泣くことは一旦やめにして、コロカントは石鹸を手拭いにこすり立てる。
それから、こちらに背を向け、大人しく洗われるつもりらしい男をあらためて見直し、ひとつ大きく息を吸った。
男が被(こうむ)った痛みを考え、卑屈に自己嫌悪に陥ることはやめようと思った。
陥ることは簡単だ。いつだってできる。
けれどそれでは、男が好きだと言ってくれた笑顔にはなれない。
(笑っていよう)
大きな背中を泡を立ててこすりながら、コロカントはしみじみ思う。
(わたしは笑っていよう)
男と一緒なら、難しいことではない気がした。
洗いあげ、仕上げに湯をかけたバラッドが桶から立ち上がる。
おお寒い、鳥肌を立てて身震いするところへ、手早く大判の木綿布を渡してやると、男はざっくり体に羽織って暖炉前に向かう。
火にあたりながら、彼が濡れ髪をがしがしと拭いているのを、しばらくコロカントはぼんやり眺めていた。

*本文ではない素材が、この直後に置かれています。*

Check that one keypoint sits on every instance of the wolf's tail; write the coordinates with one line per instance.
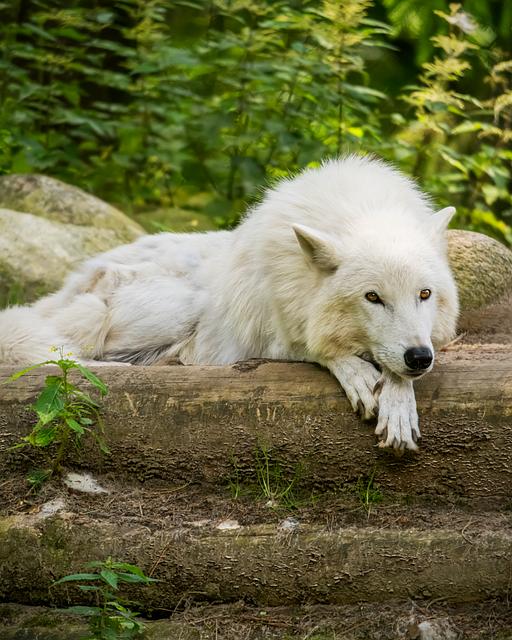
(27, 338)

蝋燭は二階に上がる前に消していたので、室内の光源は暖炉だけだ。
「……どうしました、難しい顔をして」
乱れた髪のあいだからこちらを覗くようにして、男が怪訝な顔をしている。
合間に、伸びたかなあ、だとか、髪の先を指にからめながら呟いた。
「あの、」
先から頭の中でぐるぐる回っていた考えを口にしようとして、いったん彼女は言葉を切った。
これを言っても許されるものかどうか、判らなかったからだ。
「そのですね」
「はい」
「わ、笑わないで、聞いてほしいのですけれど」
思わずどもると、男がますます首をかしげる。
「はい、?」
「今、体を洗いましたよね」
「はい」
「つまり、きれいになったのですから、ええと、バラッドが気にしていた、においとか、そう言うのももう大丈夫ってことですよね」
「はい。今なら石鹸のにおいですよ」
くんくんとおのれの腕のにおいを嗅ぎ、男はにっこりとする。
それから炉棚上にあった飲みかけの白湯へ手を伸ばし、口に含んだ。
喉が渇いたらしい。
「バラッド」
「はいはい?」
「抱いてください」
言うと、飲み下しかけた白湯を喉に詰まらせ、男は盛大に噎(む)せかえった。